Im Einzelnen geht es um folgende Projekte:
- Beim Projekt ATIQ (Trapped-Ion Quantum Computer for Applications) entwickeln 25 Partner aus Forschungseinrichtungen und Industrie einen Ionenfallen-basierten Quantencomputer-Demonstrator, der innerhalb von 30 Monaten zuverlässig und rund um die Uhr für Anwender bereitgestellt werden kann. Zunächst soll dieser Demonstrator mit zehn Qubits arbeiten und später auf mehr als 100 skaliert werden. Infineon bringt Kompetenz aus Ionenfallen-Projekten sowie in Ansteuerungs- und Kryoelektronik ein.
- MuniQC-SC (Munich Quantum Computer based on Superconductors, Münchner Quantencomputer auf Supraleitungsbasis) entwickelt einen Quantencomputer-Demonstrator auf der Basis von Supraleitern. An dem Projekt, das Labor-, Kleinserien- und Industriefertigung umfasst, arbeiten zehn Forschungs- und Start-up-Partner sowie Infineon. Der Chiphersteller bringt insbesondere Kompetenzen in industriellen Fertigungsprozessen der Halbleiterherstellung ein.
- Das Projekt QuMIC (Qubits Control by Microwave Integrated Circuits), an dem insgesamt sechs Partnerinstitutionen arbeiten, fokussiert sich auf die Miniaturisierung der Hochfrequenz- und Ansteuerungselektronik von Quantencomputern, die auf Ionenfallen- oder supraleitenden Qubits basieren. Infineon koordiniert das Projekt und konzentriert sich auf die Erforschung hochintegrierter Computerchips im Hochfrequenzbereich sowie deren Integration in die Quantenelektronik. Außerdem steht die Entwicklung kompakter Multi-Chip-Module im Fokus.
- QVOL (Volumenfertigung von Quantensensoren am Beispiel von Magnetfeldsensoren in Siliziumkarbid) ist das erste Quantensensoren-Projekt, an dem sich Infineon beteiligt. Infineon leitet das Forschungskonsortium von insgesamt sechs Partnern. Die Hauptaufgabe von Infineon liegt in der Entwicklung von Quantensensorstrukturen basierend auf Siliziumkarbid-Technologie, die zur Hochvolumenproduktion geeignet sind.

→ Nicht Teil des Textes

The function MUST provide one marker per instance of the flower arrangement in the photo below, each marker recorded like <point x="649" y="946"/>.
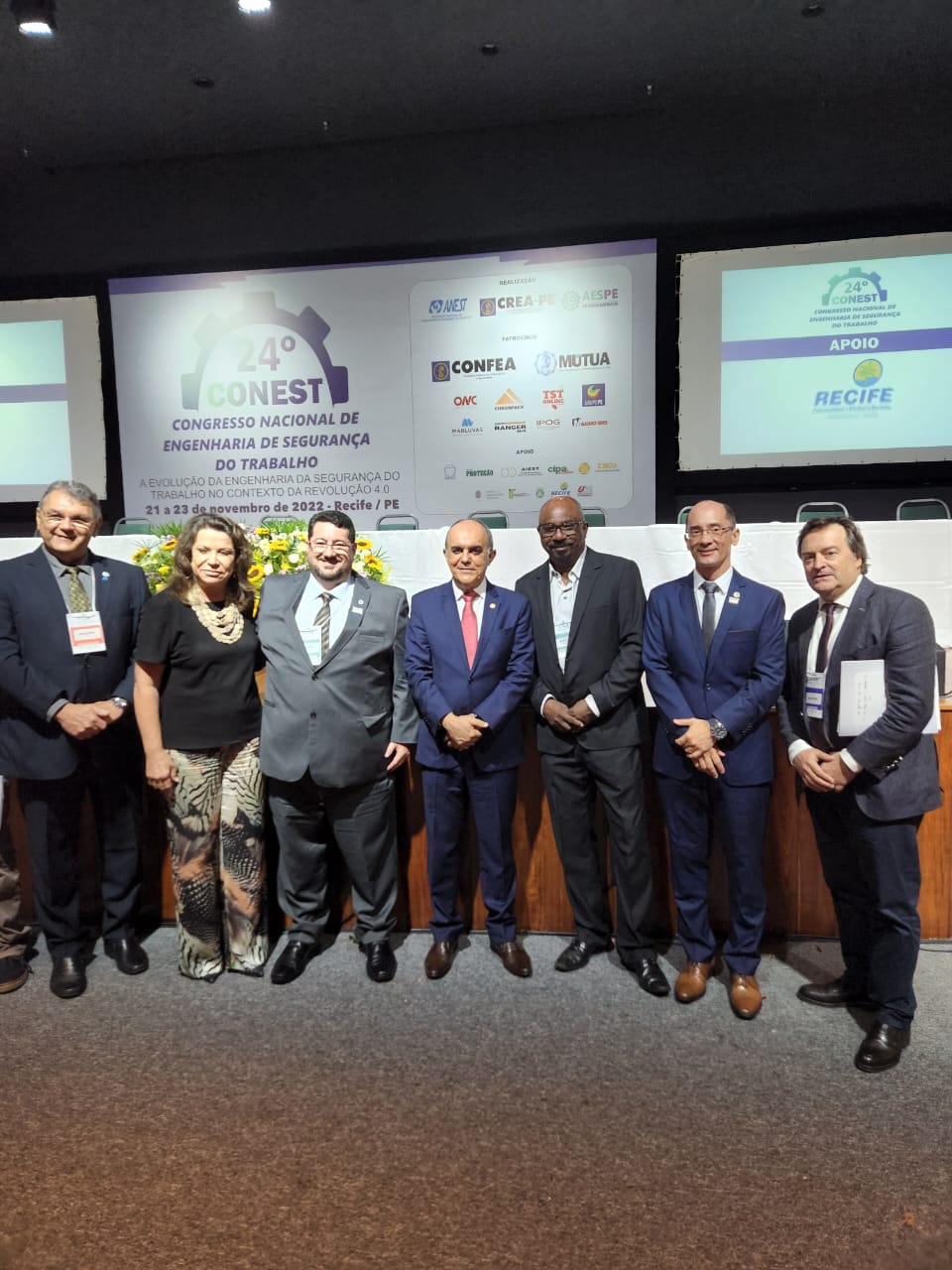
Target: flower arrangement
<point x="278" y="547"/>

- Im Rahmen des Projekts QuaST (Quantum-enabling Services und Tools) sollen Software-Werkzeuge entwickelt werden, die Anwendern den Zugang zu Quantencomputern erheblich erleichtert. Es geht darum, die bisher sehr speziellen Programmiermethoden so zu vereinfachen, dass Programmierende nicht mehr über spezielle Quantencomputing-Kenntnisse verfügen müssen, sondern die Software die nötigen Anpassungen an die Hardware im Hintergrund ausführt. Dazu gehört insbesondere die automatisierte Zerlegung von Optimierungsproblemen aus industriellen Fragestellungen für klassische Hochleistungscomputer und Quantencomputer. In dem Projekt sind sechs Partner beteiligt. Infineon liefert konkrete Anwendungsbeispiele aus der globalen Lieferkette.
- Das Projekt QuBRA (Quantum methods and Benchmarks for Resource Allocation) entwickelt Algorithmen und Benchmarking, um den praktisch erzielbaren Vorteil von Quantencomputern im Vergleich zu klassischen Ansätzen zum Beispiel beim Machine-Learning zu bestimmen. Damit kann unter anderem festgestellt werden, wann der Einsatz eines Quantencomputers und wann die Nutzung klassischer Computer sinnvoller ist. Auch in dieses Projekt mit insgesamt sechs Partnern bringt Infineon Anwendungsszenarien aus der Lieferkette ein.